Your estate plan should include either: (1) a simple will, OR (2) a trust with a pourover will (a will saying “everything goes to my trust”). A will and/or trust is the backbone of your estate plan. Your attorney can help you work out which is better for you.
Will
A will is a document that describes how your property should be distributed at your death. It also allows you to appoint a guardian for your children if they are under 18 when you die.
A will has several pros. First, it is cheaper and simpler to create than a trust. It also doesn’t require you to retitle or your property or do anything with it right now.
On the other hand, a will becomes part of the public record at your death so you cannot keep anything in it private. Additionally, property which passes by will goes through probate (a proceeding where the will is accepted by the court, and the decedent’s property is collected and distributed according to the will’s instructions).
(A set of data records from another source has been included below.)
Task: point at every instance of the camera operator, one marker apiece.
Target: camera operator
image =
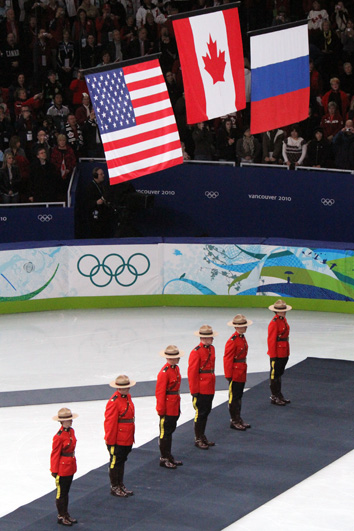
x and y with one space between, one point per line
98 206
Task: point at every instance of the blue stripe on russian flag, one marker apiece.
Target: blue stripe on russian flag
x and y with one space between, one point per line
280 78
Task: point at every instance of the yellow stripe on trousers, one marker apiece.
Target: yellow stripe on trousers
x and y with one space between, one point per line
57 484
113 462
230 392
162 427
196 409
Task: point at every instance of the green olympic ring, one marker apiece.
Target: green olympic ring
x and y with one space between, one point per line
109 272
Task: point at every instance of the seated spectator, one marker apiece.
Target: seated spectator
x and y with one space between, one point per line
74 135
78 88
331 122
347 39
83 112
26 128
149 7
294 149
318 151
347 80
41 142
225 142
43 179
248 147
58 112
51 87
115 47
316 16
6 130
343 146
336 95
90 53
272 145
64 161
203 142
66 60
9 180
34 104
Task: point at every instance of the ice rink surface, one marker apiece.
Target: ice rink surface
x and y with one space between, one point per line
51 350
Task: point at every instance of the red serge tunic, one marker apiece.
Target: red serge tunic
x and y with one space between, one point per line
167 390
278 337
119 419
201 370
64 442
235 355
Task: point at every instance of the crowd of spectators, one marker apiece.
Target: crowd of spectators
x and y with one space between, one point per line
46 117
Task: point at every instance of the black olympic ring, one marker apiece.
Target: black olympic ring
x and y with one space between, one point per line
108 271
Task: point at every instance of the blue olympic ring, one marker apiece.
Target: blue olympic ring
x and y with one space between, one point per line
109 272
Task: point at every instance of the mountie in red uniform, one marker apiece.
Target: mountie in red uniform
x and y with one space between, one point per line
168 404
201 379
235 370
278 351
119 429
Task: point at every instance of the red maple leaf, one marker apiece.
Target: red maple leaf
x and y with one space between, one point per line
214 64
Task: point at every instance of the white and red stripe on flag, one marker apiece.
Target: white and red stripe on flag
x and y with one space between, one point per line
136 120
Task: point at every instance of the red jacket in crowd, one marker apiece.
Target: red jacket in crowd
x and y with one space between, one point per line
167 390
119 419
64 442
201 370
278 337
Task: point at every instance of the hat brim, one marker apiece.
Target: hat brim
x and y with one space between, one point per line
128 386
171 356
287 309
214 334
248 323
73 416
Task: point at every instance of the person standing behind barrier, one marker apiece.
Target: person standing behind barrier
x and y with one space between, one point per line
278 350
63 463
201 379
235 369
119 428
168 403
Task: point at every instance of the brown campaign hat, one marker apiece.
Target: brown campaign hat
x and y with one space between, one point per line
206 331
239 321
280 306
122 382
171 352
65 414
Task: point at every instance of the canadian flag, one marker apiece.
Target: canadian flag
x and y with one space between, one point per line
211 55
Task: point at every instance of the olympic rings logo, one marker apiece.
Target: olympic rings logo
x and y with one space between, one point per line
212 195
45 217
327 202
110 268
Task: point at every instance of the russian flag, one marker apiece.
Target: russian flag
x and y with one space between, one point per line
280 85
210 50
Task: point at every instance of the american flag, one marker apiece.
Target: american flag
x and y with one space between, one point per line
135 119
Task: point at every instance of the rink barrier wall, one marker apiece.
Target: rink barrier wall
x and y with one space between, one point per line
233 273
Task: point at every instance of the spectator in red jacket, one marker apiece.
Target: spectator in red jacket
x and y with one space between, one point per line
119 431
63 463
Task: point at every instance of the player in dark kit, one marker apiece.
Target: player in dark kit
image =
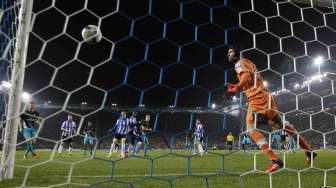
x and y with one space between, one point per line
133 132
28 126
142 138
89 133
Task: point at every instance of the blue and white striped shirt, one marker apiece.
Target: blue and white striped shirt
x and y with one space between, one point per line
132 124
199 131
122 126
68 128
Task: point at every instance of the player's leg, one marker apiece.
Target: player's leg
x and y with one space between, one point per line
302 142
91 145
200 146
146 143
130 140
123 147
139 143
260 141
85 144
114 142
60 148
32 141
26 136
194 145
70 144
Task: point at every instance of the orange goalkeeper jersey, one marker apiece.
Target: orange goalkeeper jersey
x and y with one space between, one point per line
256 85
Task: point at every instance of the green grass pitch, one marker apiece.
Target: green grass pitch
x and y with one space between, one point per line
218 169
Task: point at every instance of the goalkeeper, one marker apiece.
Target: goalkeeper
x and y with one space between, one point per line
262 108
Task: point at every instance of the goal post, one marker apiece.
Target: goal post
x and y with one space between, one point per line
17 78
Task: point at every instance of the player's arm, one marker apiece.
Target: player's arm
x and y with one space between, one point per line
245 78
63 126
74 130
114 127
21 124
37 118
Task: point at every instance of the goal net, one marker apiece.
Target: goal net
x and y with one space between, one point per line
168 60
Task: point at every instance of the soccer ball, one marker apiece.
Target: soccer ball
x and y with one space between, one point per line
91 34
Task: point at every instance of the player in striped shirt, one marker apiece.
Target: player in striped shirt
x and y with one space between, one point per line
198 140
68 129
142 138
121 128
133 131
89 134
29 121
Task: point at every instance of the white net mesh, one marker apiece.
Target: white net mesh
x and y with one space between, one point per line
161 57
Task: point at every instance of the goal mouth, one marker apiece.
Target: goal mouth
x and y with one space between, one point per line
190 119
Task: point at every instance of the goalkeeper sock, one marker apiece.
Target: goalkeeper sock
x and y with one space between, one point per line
60 148
260 140
112 148
32 149
302 142
123 147
27 149
137 147
130 148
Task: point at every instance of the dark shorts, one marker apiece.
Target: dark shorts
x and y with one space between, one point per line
200 138
131 138
67 139
119 136
283 138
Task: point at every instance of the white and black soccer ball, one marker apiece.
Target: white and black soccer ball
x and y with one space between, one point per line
91 34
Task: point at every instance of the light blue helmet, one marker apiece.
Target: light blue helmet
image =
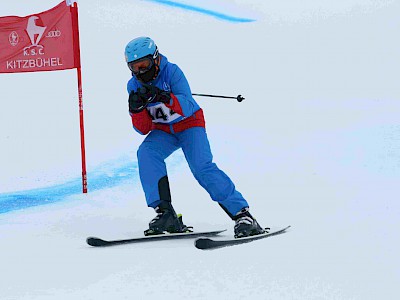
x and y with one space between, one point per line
139 48
143 49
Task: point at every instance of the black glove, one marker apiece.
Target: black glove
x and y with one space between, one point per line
136 102
159 95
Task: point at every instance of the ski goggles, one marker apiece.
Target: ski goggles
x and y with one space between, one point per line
141 66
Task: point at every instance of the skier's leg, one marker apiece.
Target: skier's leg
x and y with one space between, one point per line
196 147
156 147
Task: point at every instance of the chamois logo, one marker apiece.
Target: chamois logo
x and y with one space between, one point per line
35 30
13 38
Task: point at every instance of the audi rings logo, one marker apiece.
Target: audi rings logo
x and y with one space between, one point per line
54 33
13 38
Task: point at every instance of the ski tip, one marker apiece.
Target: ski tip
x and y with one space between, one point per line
95 242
Probate generally takes several months and requires payment of some fees.
Trust
A trust is a document that provides for management of your property by yourself or another person (the “trustee”) while you are alive, and describes how it is to be managed and/or distributed after your death. A trust can be used to achieve specific goals that a will cannot achieve, so a trust is often a better option for individuals with particular needs or special family circumstances. For example, a trust is generally the most effective way to plan for blended families (couples with children from previous marriages). A trust can also be used to provide for children or other loved ones who have special needs, while ensuring that they remain eligible for public benefits such as Medicaid and SSDI. You can even set up a trust to take care of a beloved pet after your death!
Trusts have a number of benefits. A trust provides more privacy for your estate plan, because it does not become part of the public record like a will. Passing property through a trust avoids the cost, hassle, and delay of probate. A trust provides a plan for incapacity by naming a backup trustee who can take over management of the trust if you become incompetent (or unable to handle your own affairs). Finally, a trust allows for greater control of your property after your death than a will, because you decide how long the trust will continue and under what rules your property is to be managed.
However, trusts do have one major drawback: the initial financial and time investment. Trusts are more expensive than wills to set up because they are more comprehensive and complicated. Additionally, you have to put in a bit more time at the creation of the trust to retitle property in the name of the trust and to change things such as beneficiary designations on life insurance, IRAs, etc.
As you can see, wills and trusts both have benefits and drawbacks. Which is right for you depends on your budget and your circumstances. You should discuss with an attorney which of these should form the core of your estate plan.